The communication between Interceptor and Postman is automatically encrypted. You can make that communication even more secure by adding a custom encryption key.

Adding a custom encryption key in the UI

1. In the Postman app, select the Capture requests and cookies icon in the Postman footer. Then in the Capture requests and cookies window, select the Via Interceptor tab.

2. To the right of the green Connected status, click the lock icon.

   

3. Enter an alphanumeric key of 10 or more characters and select Save key.

4. Open your browser and select the Interceptor extension. Select the lock icon, enter the same key, then select Save key. Both the app and browser will confirm the Connection is secure.

Adding a custom encryption key with the pm API

You can also update the default encryption key by utilizing the pm API. To do so, open Postman and select View > Developer > Show DevTools (Current View) > Console, then enter pm.interceptorBridge.setKey("<your key here>").

For the Interceptor extension, first enable Developer mode in Chrome extensions. You can then right-click on the Interceptor icon in your browser, select Inspect Popup > Console. Enter the command pm.interceptorBridge.setKey("<your key here>") again here. All communication through this channel will now be encrypted using your own key.

Updating Interceptor

To update Interceptor:

1. View your existing Chrome extensions by selecting the menu icon at the top right of the Chrome app > More Tools > Extensions.

2. Select to turn on developer mode in the top-right corner.

3. Select Update on the top left to update your extensions.

Using the Interceptor with Postman's Chrome app

Postman's Chrome app is deprecated and no longer offers feature parity with Postman native. It is highly recommended that you switch to Postman native.

The Postman Chrome app's Interceptor functions as a proxy to capture HTTP and HTTPS requests. You can use Interceptor to capture requests made by your Chrome browser and send them to your Postman app's history.
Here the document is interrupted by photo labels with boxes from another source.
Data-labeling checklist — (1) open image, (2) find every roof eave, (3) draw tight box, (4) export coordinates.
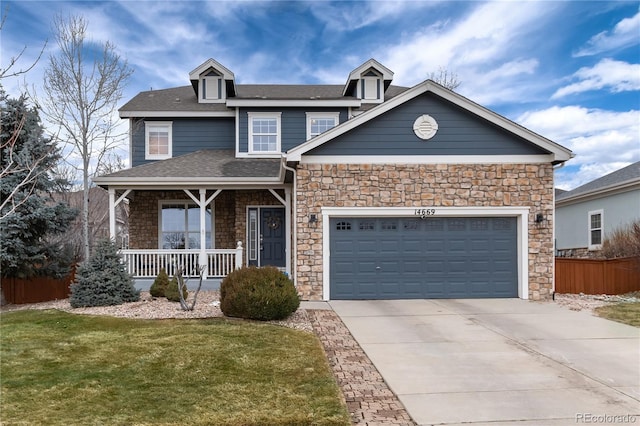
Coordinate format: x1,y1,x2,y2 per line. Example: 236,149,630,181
119,110,236,118
287,80,572,163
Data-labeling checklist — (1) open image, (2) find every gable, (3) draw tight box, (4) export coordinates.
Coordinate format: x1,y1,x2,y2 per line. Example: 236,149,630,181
305,92,549,156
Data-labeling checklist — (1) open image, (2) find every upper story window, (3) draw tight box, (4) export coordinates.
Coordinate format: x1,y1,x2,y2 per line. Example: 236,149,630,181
144,121,172,160
248,112,281,154
307,112,340,139
200,70,224,102
360,70,382,102
589,210,603,250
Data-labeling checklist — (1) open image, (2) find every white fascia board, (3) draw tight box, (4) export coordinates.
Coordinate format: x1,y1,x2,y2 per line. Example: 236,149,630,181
556,178,640,207
287,80,573,161
227,98,361,107
120,110,236,118
300,154,553,164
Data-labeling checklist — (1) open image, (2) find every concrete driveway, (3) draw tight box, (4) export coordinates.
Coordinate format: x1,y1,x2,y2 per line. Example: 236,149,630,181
329,299,640,426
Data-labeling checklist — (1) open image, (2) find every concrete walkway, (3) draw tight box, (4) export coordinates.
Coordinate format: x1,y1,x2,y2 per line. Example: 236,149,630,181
329,299,640,426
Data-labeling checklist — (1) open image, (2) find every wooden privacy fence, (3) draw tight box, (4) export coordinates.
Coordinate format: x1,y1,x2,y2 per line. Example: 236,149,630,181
2,271,75,305
555,257,640,294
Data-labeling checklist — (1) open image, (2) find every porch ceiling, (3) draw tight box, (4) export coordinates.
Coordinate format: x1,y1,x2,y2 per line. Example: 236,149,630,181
94,150,284,186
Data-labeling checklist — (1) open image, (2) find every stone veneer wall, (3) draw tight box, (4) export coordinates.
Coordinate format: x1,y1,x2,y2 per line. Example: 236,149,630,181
295,163,554,300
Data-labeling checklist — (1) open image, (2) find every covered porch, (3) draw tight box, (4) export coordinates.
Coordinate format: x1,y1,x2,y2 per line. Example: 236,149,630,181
95,151,293,280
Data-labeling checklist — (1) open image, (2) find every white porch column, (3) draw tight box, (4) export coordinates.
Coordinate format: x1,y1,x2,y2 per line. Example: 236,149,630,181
198,188,208,280
284,187,294,279
109,187,116,241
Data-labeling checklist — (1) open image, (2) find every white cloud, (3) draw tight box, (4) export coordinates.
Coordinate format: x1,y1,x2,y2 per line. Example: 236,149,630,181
574,8,640,56
516,106,640,189
551,59,640,99
362,2,557,105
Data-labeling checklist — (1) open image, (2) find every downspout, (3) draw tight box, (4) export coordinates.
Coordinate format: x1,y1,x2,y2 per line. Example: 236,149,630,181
551,162,567,300
282,153,298,287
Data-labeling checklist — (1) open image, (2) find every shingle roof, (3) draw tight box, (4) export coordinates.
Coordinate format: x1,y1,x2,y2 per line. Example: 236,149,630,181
95,150,281,183
556,161,640,201
120,84,408,112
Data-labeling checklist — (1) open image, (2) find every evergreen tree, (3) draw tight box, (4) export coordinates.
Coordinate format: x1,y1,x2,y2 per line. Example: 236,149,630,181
0,90,77,278
69,239,140,308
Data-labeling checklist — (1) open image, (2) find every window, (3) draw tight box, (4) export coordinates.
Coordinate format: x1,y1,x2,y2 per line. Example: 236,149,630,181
307,112,340,139
144,121,172,160
159,201,213,249
362,77,380,100
589,210,602,250
248,112,280,153
202,77,222,100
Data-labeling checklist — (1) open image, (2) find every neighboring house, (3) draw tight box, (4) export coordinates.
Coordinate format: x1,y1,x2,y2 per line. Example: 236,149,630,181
95,59,572,300
556,161,640,257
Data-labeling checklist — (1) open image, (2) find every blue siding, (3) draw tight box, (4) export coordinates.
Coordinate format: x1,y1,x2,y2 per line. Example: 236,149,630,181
305,93,547,155
131,117,236,167
239,108,347,152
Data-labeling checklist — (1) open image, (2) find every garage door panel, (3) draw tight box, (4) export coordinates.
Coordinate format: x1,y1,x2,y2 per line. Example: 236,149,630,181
330,217,517,299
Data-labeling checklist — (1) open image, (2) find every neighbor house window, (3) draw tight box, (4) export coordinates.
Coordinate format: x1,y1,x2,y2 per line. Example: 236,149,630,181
589,210,603,250
144,121,172,160
307,112,339,139
248,112,280,153
159,201,213,249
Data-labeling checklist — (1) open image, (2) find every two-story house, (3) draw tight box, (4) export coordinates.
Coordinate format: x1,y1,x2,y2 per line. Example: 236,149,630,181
95,59,572,300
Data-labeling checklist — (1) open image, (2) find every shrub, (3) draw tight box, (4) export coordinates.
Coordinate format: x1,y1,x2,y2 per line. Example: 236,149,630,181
149,268,169,297
164,277,189,302
69,239,140,308
220,266,300,321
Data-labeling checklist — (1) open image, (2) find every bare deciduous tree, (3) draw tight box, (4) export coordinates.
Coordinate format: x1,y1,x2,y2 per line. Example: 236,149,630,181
429,67,462,90
0,7,54,219
43,16,133,259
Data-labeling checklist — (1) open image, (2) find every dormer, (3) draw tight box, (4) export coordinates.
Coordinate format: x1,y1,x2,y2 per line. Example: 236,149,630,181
189,59,236,103
342,59,393,104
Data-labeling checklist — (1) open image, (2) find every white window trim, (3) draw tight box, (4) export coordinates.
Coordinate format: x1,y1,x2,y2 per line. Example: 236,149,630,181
158,198,216,250
321,207,529,300
587,209,604,250
247,112,282,156
144,121,173,160
306,112,340,140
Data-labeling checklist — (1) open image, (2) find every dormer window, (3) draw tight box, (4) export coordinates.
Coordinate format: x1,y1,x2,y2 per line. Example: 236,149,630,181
202,71,224,101
342,59,393,104
189,59,236,103
200,70,225,102
360,71,382,101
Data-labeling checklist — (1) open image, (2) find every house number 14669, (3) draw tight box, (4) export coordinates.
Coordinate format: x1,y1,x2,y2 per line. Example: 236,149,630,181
415,209,436,219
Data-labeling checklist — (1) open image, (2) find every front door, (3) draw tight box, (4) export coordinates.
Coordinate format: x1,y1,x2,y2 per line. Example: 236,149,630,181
249,207,286,268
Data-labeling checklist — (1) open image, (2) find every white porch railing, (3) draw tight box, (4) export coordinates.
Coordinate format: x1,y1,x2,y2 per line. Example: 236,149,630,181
120,243,242,278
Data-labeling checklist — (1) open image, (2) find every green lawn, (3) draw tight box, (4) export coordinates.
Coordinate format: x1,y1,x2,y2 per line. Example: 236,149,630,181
595,302,640,327
0,310,350,426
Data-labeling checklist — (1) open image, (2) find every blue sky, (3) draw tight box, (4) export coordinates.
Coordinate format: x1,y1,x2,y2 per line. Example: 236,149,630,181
1,0,640,189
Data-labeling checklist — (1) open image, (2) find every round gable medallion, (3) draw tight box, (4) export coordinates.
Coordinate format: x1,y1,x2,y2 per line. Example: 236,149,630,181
413,114,438,140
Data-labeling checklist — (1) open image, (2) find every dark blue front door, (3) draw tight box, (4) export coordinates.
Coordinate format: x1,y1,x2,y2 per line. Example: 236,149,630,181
249,207,286,268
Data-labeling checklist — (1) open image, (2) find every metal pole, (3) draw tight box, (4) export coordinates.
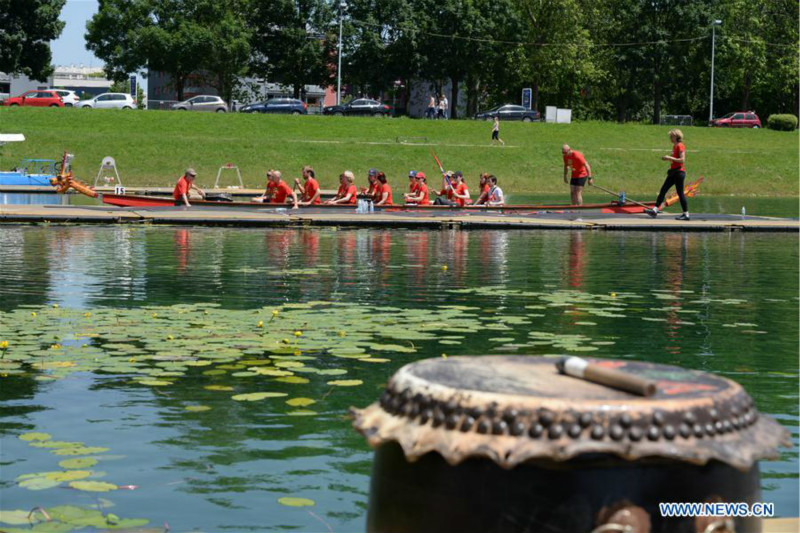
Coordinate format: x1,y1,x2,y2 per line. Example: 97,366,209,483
708,20,718,124
336,2,344,105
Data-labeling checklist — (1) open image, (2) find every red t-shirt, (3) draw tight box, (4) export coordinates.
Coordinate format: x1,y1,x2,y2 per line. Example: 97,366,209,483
564,150,589,178
378,183,392,205
272,180,292,204
669,143,686,171
455,181,469,207
342,185,358,205
172,175,189,200
303,178,321,204
417,183,431,205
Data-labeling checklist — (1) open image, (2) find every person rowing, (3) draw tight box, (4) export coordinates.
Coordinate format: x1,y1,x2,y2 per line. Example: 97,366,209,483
561,144,594,205
433,170,469,207
325,170,358,205
404,171,431,205
172,168,206,207
486,176,506,206
294,165,322,205
269,170,298,209
644,129,689,220
475,172,492,205
361,168,380,202
375,172,392,205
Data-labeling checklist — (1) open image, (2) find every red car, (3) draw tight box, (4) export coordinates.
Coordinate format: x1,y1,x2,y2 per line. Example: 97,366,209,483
2,91,64,107
710,111,761,128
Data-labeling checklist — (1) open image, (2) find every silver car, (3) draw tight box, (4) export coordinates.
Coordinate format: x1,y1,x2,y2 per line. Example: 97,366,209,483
75,93,136,109
172,95,228,113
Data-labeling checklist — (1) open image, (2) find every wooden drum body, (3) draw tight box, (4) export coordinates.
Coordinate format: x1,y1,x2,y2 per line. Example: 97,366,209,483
355,356,787,533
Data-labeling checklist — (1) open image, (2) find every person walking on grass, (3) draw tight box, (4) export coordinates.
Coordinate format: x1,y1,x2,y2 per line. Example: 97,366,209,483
492,115,506,146
645,129,689,220
561,144,594,205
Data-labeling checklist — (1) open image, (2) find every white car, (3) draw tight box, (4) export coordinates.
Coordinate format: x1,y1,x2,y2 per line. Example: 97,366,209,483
76,93,136,109
53,89,81,107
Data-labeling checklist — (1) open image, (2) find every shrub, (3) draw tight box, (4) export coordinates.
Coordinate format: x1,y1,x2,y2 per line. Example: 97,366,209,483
767,115,797,131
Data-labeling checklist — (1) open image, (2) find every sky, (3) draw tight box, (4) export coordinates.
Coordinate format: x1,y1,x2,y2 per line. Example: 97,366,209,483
50,0,103,67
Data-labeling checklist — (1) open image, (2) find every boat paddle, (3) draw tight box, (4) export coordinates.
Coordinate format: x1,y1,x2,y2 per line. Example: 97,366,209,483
589,183,652,209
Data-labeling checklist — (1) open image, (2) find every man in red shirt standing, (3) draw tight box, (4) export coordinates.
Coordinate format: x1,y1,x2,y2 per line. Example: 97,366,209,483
270,170,297,209
294,165,321,205
561,144,594,205
172,168,206,207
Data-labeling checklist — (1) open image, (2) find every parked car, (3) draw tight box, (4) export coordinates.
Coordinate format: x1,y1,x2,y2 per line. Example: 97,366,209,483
53,89,81,107
709,111,761,128
2,90,64,107
75,93,136,109
240,98,308,115
322,98,393,117
172,95,228,113
475,104,542,122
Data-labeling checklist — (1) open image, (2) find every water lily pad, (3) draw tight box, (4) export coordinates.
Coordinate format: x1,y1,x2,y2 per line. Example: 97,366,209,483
231,392,288,402
69,481,119,492
278,496,316,507
328,379,364,387
58,457,97,468
19,433,53,442
286,398,317,407
184,405,211,413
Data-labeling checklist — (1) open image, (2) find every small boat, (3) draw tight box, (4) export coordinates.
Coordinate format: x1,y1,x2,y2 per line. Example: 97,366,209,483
0,133,56,187
50,155,703,214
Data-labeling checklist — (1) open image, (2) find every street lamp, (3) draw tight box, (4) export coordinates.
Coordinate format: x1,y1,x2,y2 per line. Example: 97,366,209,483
336,0,347,105
708,20,722,124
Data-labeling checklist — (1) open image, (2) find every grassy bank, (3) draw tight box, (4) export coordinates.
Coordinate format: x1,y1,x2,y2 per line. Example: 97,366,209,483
0,108,798,196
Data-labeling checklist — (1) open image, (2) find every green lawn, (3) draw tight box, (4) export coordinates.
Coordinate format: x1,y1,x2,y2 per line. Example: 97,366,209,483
0,108,798,197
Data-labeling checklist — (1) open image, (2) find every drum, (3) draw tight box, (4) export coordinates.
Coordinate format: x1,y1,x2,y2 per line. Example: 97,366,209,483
353,356,788,533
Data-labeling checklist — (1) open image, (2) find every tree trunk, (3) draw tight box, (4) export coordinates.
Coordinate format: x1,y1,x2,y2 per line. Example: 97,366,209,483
653,76,662,124
448,78,461,118
740,70,753,111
You can filter requests according to the URL by selecting the Interceptor icon in your browser, then applying a filter under Filter requests.

You can use Interceptor to create a Postman collection for a web app or to debug your APIs. You can also use the Postman Chrome app in tandem with Interceptor to make and capture requests.

To use Interceptor with Postman Chrome:

1. Install Postman from the Chrome Web Store.
2. Install Interceptor from the Chrome Web Store.
3. Open Postman, click on the Interceptor icon in the toolbar, and toggle to On.

You can then browse your app or website and monitor requests as they stream in to your Postman history.